This summer, I interned on the ML Platform team. I worked on MLflow, an open-source machine learning management framework.
This blog post details the projects I worked on, and my experience at Databricks overall. The automatic logging feature I developed makes it easier for data scientists to track their training sessions, without having to change any of their training code. I made improvements to MLflow's log_batch endpoint, which led to a dramatic decrease in logging time. Finally, I helped revamp MLflow's open-source community policies, which improved our GitHub issue response rate.
Automatic logging from Keras and TensorFlow
Tracking with MLflow
Training a machine learning model can be complex. It involves parameter tuning, iterating multiple times over a dataset, and so on. MLflow's tracking API makes it easier to find a suitable model, providing endpoints for logging metrics, parameters and other data from model training sessions. Data from multiple runs (a single execution of a training program) is centralized in the tracking server, which defaults to local storage if not set to an external database.
Let's take a look at how to add MLflow tracking to some existing ML code. We'll start with the IMDB sentiment analysis example from Keras, and add a callback with log statements, each of which log a single value.
Our data has been captured, and we can view visualizations through the MLflow UI.
Automatic Tracking
The tracking API is simple and straightforward to use for small training jobs. But adding log statements all over our code has a couple of downsides for more complicated jobs:
- It can be tedious.
- The presence of a lot of tracking code can make training code harder to reason about.
- It might make tracking more difficult to use for users less familiar with the technical details of the training.
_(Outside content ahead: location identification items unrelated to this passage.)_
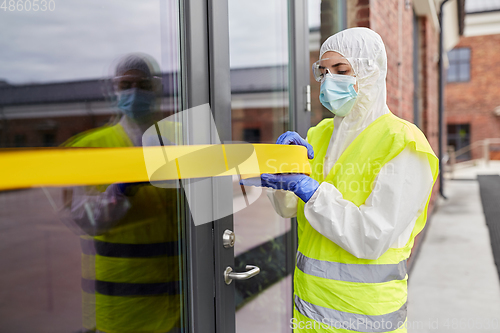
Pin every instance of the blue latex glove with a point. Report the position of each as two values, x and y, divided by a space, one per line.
293 138
303 186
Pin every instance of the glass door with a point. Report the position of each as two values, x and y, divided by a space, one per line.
89 257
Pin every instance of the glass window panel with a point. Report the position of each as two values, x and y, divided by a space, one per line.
89 258
258 32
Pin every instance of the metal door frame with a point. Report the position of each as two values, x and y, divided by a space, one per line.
205 68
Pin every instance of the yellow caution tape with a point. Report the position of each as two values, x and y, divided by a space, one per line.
92 166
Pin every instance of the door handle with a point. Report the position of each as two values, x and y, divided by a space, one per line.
229 275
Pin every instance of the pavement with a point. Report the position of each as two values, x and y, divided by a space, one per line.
454 285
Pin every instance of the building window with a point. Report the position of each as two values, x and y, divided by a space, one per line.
459 70
459 137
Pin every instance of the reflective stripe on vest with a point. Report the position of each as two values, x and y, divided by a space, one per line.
351 272
352 321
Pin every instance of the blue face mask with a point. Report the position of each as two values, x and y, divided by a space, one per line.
337 93
136 103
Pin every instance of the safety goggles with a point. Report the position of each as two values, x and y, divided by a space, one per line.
342 66
126 82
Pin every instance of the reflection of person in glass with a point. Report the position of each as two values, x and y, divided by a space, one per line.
130 262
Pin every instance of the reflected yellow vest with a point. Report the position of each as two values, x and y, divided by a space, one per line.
130 274
334 290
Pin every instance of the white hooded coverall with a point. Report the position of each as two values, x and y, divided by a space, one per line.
403 185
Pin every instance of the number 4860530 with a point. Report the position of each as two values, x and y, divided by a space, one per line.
28 5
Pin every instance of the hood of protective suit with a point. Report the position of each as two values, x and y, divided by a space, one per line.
365 51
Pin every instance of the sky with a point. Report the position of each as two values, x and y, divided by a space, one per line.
82 39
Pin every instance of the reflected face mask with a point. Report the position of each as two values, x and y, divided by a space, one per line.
136 103
337 93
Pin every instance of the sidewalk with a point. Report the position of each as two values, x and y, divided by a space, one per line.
454 286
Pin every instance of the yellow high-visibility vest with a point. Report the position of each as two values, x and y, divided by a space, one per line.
334 290
130 273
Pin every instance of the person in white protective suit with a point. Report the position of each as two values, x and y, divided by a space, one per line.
365 200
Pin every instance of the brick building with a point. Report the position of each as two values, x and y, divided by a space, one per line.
472 92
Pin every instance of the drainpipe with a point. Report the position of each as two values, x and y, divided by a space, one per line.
441 99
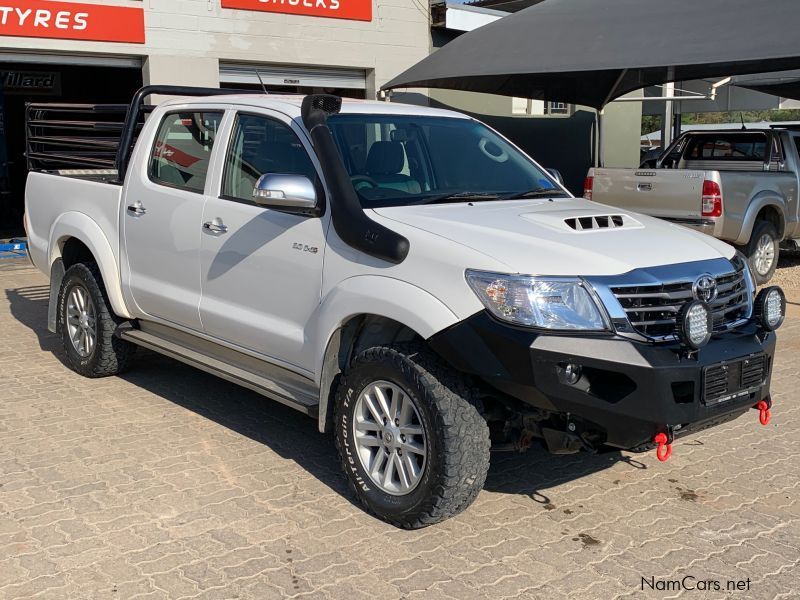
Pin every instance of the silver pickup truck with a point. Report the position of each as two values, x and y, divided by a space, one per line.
740 186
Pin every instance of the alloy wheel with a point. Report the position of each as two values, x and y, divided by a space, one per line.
81 321
765 254
389 437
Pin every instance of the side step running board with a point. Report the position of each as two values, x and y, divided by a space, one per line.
212 365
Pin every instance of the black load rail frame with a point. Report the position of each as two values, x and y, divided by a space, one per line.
88 136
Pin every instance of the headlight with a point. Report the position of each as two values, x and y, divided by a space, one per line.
695 324
770 308
549 303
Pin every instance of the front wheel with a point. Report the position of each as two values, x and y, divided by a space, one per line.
411 439
763 251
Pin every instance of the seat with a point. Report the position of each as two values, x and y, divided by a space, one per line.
385 162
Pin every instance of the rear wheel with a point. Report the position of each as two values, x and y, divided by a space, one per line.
763 251
411 439
87 325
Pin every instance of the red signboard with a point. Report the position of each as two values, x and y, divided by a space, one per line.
356 10
71 21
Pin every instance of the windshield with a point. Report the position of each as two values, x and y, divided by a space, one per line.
397 160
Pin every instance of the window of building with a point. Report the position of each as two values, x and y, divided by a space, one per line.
728 146
261 145
557 108
182 150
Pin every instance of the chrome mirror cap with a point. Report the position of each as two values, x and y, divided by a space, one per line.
280 191
556 174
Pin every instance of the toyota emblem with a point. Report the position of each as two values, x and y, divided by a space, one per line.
705 289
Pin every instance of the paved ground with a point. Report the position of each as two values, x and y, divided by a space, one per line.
169 483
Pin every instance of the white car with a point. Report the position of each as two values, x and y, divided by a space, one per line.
404 275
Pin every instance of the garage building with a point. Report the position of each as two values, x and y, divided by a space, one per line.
53 51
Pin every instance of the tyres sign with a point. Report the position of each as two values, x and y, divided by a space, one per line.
71 21
355 10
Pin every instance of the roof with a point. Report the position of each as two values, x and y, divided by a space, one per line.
290 104
504 5
590 53
759 126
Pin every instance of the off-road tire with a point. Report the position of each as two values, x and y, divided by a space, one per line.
110 355
457 436
760 229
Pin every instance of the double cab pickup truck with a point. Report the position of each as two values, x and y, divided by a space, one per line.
740 186
404 275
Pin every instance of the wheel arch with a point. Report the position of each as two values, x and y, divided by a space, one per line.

What if we abstracted all those log statements behind a single function call that would log all the important information for you? We could take care of all those issues at once. Enter auto-logging.
For demonstration, I'll add the autolog function call to the same example as above.
After running the program, you can view the results in the MLflow UI.
https://www.youtube.com/watch?v=0A0mZ7fa2Lc
The autologger has produced a run corresponding to our single training pass. It contains the layer count, optimizer name, learning rate and epsilon value as parameters; loss and accuracy at each step of the training and validation stages; the model summary, as a tag; and finally, the model checkpoint as an artifact.
Under the Hood
The goal: automatically log important information with zero training code change.
In an ideal world, you wouldn't need any log statements if the relevant training functions (i.e. model.fit
for Keras, estimator.train
for TensorFlow Estimators, etc) internally called mlflow.log_metric
when necessary. What if we made that happen?
Because functions are first-class values in Python, all you need to do is to build a wrapper function that does what you want, call the training function, and set the training function to point to the wrapper function! To simplify the process of getting/setting the functions, I used Gorilla.
Here's how mlflow.keras.autolog()
really works:
We construct an instance of a callback that handles all the logging, and set model.fit to point to a wrapper function that inserts the instance into the arguments.
Log Batch Performance Optimizations
MLflow provides an endpoint for logging a batch of metrics, parameters and tags at once. This should be faster than logging each argument individually. Unfortunately, the implementation of this endpoint in Databricks was very slow - it made one database transaction per argument!
Switching to SQL batch operations allows us to fix this. These allow us to provide the entire argument set to the database interface, with just two transactions overall. The result is a 20x reduction in overall log time.
Improving Open-Source Community Interactions
MLflow's GitHub community presence is thriving, but still in its early stages. Community members were eager to contribute with pull requests and feature requests, but the lack of clearly defined channels made it difficult to keep up. A high number of issues were therefore unaddressed, and our community interaction was lacking.
In order to improve this, we needed to clearly delineate the purposes of each of these channels. I created a set of issue templates on GitHub:
- Bug reports
- Documentation fixes
- Feature requests
- Installation issues
Each template specified exactly the type of information needed. The result was higher-quality and more detailed issues, and a higher response rate.
We also held an issue bash event - a time to get together and close out outdated and easy-to-answer issues. We also unearthed three issues that we later fixed in MLflow 1.2!
Conclusion
These twelve weeks have been incredibly fast-paced and exciting, but most importantly, endlessly rewarding. I was constantly learning, thanks to the wide range of projects I worked on.
Throughout the summer, my team and I made sure to regularly leave the office for all kinds of great events and bonding.
Run into us on the way to a Giants game…
...grilling scones on Angel Island…
...or exploring the San Francisco restaurant scene every other Monday!
You'll find the most hard-working, intelligent, humble, and friendly people at Databricks, all of whom are happy to see an intern succeed and make an impact. Everyone was open to my opinions and feedback from day one. I found a wealth of resources in my coworkers, from career guidance to knowledge about the technology I was being introduced to. Between the fun intern events, the smooth onboarding, the fascinating work and the awesome culture, I found in Databricks an all-around class act in how to run an internship.
Finally, a special thanks goes to my awesome teammates for a great summer - my mentor Sid Murching, my manager Paul Ogilvie, and the entire ML Platform team.